Editorial: Need for quality education


WEB DESK: The 18th Amendment to the Constitution may have strengthened provincial autonomy, we do not know. But what we do know for certain is its negative impact on the education sector.

Whatever little we had in terms of national standards before decentralization of education that has been lost, resultantly it is just possible that a matriculate from one province may be better qualified than an intermediate girl or boy from another. In fact there is nothing in place to monitor the national standards.

But that may change now given the Asian Development Bank’s modest yet pioneering offer to carry out a comprehensive education sector assessment in Pakistan. The bank has approved what it calls Small-scale Policy and Advisory Technical Assistance (S-PATA), which would help assist a broad overview of education and skills development issues for the country as a whole, beginning from Sindh.

This is expected to help the ADB to initiate a policy dialogue with the Sindh government and other stakeholders on its support to education and skills development in the province. As of today, Pakistan faces major challenges in education sector, particularly in terms of enrolment and completion rate for primary education which according to a World Bank report, is among the lowest in the world. And this is mainly due to poor teacher quality and performance, weak governance – we in Pakistan have more ghost schools than anywhere in the world – and accountability in the government education services. Among the weakest areas are low enrolment of girls, as well as children from poor families, rural areas and disadvantaged social groups.

How poor is quality of education in Pakistan the result of written test for the Central Superior Services (CSS) this year is a disturbing indicator. Out of the 9,643 candidates who appeared in the examination only 202 passed the written test!
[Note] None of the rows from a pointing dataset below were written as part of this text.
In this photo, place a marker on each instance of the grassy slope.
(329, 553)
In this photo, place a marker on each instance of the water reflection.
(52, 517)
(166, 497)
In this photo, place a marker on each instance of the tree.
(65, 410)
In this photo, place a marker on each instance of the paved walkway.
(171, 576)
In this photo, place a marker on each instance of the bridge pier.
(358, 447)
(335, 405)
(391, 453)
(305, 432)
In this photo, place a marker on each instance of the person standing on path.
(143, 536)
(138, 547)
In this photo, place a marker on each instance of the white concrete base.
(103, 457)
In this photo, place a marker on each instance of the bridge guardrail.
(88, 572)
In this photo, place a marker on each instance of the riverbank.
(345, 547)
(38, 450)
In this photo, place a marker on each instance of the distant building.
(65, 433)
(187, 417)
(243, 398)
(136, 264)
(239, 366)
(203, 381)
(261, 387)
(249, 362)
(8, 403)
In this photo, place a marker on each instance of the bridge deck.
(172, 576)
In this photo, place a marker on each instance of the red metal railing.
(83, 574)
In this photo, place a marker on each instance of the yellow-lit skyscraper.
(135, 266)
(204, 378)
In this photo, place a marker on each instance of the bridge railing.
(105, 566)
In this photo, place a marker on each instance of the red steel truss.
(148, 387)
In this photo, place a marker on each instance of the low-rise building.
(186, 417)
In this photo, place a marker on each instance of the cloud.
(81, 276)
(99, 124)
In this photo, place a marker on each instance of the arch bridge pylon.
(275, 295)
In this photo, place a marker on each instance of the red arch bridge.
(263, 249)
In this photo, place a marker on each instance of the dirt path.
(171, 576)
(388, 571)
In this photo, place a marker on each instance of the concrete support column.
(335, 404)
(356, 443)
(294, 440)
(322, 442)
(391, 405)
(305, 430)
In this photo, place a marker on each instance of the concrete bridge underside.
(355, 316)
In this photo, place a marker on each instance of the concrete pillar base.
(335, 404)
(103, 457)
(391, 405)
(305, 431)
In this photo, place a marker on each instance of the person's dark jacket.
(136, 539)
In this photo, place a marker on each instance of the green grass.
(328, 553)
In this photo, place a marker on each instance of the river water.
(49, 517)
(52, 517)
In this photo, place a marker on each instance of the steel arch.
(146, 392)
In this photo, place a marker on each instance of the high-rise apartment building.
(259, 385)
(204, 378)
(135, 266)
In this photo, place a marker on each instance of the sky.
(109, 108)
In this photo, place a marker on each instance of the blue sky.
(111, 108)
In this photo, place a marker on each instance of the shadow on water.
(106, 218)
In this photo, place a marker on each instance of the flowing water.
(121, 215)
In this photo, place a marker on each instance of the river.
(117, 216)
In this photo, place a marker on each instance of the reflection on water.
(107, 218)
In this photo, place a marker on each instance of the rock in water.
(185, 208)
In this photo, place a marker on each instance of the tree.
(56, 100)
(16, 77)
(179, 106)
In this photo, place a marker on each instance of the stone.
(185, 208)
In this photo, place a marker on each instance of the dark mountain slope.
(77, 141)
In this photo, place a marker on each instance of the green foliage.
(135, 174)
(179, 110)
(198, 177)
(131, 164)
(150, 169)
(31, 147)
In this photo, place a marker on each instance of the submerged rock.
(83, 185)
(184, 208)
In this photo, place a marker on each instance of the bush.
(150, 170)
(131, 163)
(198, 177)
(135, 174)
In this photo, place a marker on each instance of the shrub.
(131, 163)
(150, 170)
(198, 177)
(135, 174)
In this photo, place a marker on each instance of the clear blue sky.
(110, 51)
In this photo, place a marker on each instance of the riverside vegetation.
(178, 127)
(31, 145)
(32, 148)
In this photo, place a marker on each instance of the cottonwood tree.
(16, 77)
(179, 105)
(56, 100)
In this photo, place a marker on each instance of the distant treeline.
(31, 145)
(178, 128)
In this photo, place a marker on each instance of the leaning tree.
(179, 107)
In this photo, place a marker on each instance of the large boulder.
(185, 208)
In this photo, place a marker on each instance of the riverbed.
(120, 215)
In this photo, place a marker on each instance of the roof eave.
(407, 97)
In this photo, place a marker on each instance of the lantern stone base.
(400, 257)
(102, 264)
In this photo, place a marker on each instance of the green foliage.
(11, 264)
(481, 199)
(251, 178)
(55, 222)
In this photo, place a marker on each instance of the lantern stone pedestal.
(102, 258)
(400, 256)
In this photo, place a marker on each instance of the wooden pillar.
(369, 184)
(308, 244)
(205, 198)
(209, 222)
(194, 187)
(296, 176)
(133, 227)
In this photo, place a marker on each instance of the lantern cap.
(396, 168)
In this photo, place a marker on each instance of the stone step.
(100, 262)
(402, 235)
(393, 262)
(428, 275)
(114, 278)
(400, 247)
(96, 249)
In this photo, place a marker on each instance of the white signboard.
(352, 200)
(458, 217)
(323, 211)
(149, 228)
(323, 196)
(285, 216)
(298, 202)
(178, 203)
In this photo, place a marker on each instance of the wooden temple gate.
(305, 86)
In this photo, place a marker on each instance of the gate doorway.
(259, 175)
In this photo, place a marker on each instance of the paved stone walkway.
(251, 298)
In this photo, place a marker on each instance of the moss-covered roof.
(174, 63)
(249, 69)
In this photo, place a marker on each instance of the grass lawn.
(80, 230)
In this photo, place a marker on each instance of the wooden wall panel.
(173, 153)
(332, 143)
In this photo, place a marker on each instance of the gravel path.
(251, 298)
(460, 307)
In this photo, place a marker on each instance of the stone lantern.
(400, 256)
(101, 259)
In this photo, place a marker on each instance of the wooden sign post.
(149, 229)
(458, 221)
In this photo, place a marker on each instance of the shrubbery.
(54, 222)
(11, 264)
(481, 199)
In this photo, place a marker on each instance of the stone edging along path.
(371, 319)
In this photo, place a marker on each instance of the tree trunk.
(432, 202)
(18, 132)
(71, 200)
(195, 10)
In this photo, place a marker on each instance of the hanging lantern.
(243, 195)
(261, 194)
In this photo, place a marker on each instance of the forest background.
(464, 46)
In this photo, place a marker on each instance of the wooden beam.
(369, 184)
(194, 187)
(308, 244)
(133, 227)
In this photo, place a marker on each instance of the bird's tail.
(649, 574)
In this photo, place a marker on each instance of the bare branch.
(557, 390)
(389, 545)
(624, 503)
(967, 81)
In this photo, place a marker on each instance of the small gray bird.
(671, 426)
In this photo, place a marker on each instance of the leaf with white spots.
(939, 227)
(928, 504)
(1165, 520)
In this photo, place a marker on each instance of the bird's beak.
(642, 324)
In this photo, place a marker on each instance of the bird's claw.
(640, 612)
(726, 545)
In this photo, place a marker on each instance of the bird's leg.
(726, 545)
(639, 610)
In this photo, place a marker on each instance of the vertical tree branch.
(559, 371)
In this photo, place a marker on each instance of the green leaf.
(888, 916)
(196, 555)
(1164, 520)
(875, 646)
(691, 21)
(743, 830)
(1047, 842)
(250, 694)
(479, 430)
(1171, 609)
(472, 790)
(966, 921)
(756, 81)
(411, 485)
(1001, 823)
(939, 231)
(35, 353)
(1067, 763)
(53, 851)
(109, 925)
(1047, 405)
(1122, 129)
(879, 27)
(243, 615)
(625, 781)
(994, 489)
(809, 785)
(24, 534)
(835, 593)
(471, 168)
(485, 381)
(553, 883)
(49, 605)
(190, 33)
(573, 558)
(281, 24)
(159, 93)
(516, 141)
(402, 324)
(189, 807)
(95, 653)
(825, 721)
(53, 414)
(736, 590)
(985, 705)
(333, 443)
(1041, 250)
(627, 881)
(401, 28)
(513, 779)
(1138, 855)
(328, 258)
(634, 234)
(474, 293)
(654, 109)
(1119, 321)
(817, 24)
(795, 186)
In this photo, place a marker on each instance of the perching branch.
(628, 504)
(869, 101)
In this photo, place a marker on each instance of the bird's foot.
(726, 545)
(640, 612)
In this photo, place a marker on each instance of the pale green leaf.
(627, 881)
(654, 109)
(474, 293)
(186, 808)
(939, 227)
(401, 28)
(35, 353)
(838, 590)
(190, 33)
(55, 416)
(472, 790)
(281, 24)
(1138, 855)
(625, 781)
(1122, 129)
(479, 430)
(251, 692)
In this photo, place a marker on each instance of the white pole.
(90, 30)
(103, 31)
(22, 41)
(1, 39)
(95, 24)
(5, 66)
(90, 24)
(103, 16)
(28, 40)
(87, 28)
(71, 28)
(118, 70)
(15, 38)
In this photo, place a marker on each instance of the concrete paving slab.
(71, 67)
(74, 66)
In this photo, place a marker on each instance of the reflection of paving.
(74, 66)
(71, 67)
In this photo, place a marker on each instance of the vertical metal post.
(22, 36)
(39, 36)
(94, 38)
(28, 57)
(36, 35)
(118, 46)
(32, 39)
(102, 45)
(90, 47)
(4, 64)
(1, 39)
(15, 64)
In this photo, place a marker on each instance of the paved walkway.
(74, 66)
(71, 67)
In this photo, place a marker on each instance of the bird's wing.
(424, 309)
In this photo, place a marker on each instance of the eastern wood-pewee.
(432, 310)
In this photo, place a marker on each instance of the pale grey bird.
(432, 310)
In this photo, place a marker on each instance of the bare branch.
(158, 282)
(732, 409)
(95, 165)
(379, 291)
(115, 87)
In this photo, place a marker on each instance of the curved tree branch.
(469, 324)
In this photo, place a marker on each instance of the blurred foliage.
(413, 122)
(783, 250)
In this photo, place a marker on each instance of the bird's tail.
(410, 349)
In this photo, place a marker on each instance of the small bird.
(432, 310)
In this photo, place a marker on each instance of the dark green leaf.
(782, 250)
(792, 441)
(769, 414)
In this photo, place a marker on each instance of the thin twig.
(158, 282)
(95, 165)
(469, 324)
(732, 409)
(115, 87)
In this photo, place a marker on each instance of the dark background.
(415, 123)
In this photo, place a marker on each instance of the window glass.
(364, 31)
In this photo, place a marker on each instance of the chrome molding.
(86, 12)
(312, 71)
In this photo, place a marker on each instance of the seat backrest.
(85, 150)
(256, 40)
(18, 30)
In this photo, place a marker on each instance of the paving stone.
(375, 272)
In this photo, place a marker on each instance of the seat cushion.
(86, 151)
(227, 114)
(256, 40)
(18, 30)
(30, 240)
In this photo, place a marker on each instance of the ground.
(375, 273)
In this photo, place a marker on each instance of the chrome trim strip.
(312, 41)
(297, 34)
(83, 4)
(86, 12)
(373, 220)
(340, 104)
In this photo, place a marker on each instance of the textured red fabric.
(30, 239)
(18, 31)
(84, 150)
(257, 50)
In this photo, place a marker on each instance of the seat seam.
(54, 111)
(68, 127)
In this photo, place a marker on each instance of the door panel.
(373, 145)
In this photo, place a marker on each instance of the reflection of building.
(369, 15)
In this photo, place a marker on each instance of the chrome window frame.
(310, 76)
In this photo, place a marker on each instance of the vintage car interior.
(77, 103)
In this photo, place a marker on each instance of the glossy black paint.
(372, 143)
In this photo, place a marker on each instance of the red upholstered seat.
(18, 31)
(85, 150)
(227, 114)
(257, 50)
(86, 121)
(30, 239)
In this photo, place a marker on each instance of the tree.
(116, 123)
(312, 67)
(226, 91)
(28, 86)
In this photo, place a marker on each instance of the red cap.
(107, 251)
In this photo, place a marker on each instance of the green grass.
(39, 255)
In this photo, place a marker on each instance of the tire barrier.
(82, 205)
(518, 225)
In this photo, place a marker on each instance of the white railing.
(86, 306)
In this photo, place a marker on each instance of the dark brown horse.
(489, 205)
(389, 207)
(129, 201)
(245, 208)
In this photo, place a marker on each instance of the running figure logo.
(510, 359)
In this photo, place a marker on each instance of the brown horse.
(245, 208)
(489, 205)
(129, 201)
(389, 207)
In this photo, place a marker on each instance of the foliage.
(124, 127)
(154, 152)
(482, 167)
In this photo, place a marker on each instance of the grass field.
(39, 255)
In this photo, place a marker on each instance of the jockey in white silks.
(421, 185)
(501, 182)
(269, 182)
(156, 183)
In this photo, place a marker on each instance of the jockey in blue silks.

Over the last 10 years or so, the pass percentage has steadily decreased, a trend attributed to a decline in education standards and what a specialist said ‘Pakistan’s failing education system’. Not only are the syllabi taught in schools and colleges out of tune with the contemporary requirements, these are also out of synch in relation to modern schooling systems and methods.

This is particularly true of the public schools and religious seminaries where focus remains fixed on social sciences and humanities instead of specialised subjects such as physical sciences, technologies, public administration and economics. Given poor quality of education we as a people and country have failed to harness the great potential Pakistan offers in terms of natural resources and govern ourselves as a forward-looking progressive nation. Maybe, the country’s elected assemblies would look into the negative fallout of the 18th Amendment on the sector of education and bring it back as a concurrent item.